Ses développements étaient ponctués de :

« J'ai volé à bord de celui-ci, au sujet de sa stabilité on peut dire que… »

« J'ai bien connu untel… »

« J'ai piloté celui-ci… »

« Celui-là aussi… »

« Un regret quand même de ne pas avoir piloté celui-ci, mais j'étais occupé sur les essais de celui-ci… » Forcément, j'étais comblé et d'autres rencontres furent programmées.

Pour avoir volontairement laissé traîner mon oreille, attentive, lorsqu'il s'adressait à un pilote d'essai d'Airbus A400M, à un pilote de Morane 317, ou encore à un futur pilote de Blériot XI ou à son mécanicien, Jean Caillard faisait preuve d'une adaptabilité instantanée envers son auditoire, à laquelle il faut ajouter une grande gentillesse et disponibilité.

Son argumentation était très riche avec un sens inné pour la clarté des propos, et chose qui ne gâche rien, il avait aussi beaucoup d'humour.

Je ne vous cache pas que ce fut un grand privilège qu'il me consacre de son temps, moi le « pilotaillon » passionné d'aviation.

L'écouter était franchement jubilatoire, et tellement instructif.

 

Voici quelques autres anecdotes qui me viennent à l'esprit.

Jean Caillard a eu l'occasion de voler avec Rozanoff à bord d'un prototype.

Rozanoff pilotait l'avion, lui étant assis à l'arrière de l'aéronef en qualité d'ingénieur d'essai.

Bien en dessous de la VNE (Vitesse à ne pas dépasser) l'avion, subitement, commença à vibrer fortement, avec des gouvernes de vol qui passaient en mode flutter.

Les vibrations s'intensifiant et la désintégration de l'aéronef étant toute proche, Jean Caillard qui n'avait pas le visuel sur le pilote devant, hurla dans l'interphone : « On passe en flutter à l'arrière ! »

Ce à quoi Rozanoff ne répondit rien, puisqu'assis à quelques mètres de lui dans le même aéronef avait bien ressenti exactement la même chose, et mit fin immédiatement à l'essai par réduction des gaz, tout en tenant fermement le manche.

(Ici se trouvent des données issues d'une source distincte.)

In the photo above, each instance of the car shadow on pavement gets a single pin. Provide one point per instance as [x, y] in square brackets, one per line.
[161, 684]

De retour au sol, un seul regard entre les deux hommes vint ponctuer ce moment fort qu'ils venaient de vivre ensemble, et ils partirent directement dans la rédaction du compte rendu en vue de la recherche des causes et des modifications à apporter.

 

C'est aussi à bord d'un Languedoc SE-161, que Jean Caillard vécu les péripéties d'un statoréacteur Leduc porté qui ne se détacha pas correctement au largage, par chance l'aventure se termina bien pour tout le monde.

 

Les protos

Quadrimoteur Languedoc SE-161 portant l'un des prototypes Statoréacteurs LEDUC.

 

Jean Caillard m'a donné et longuement commenté cette photo d'un Trinidad TBH-20 modifié, proto absorbeur de turbulences, successeur des prototypes précédents du même genre. (Hirsch H-100 ou Gardan GY-80).

 

Jean Caillard

Crédit photo : Famille Caillard

 

Au cours des nombreuses sorties dans la turbulence, lui dans ce proto, il admet bien volontiers que ce fut bien souvent un calvaire pour l'équipage de l'avion suiveur, totalement dépourvu de dispositif absorbeur, mais dont la présence était obligatoire pour valider toutes les mesures, par comparaisons justement.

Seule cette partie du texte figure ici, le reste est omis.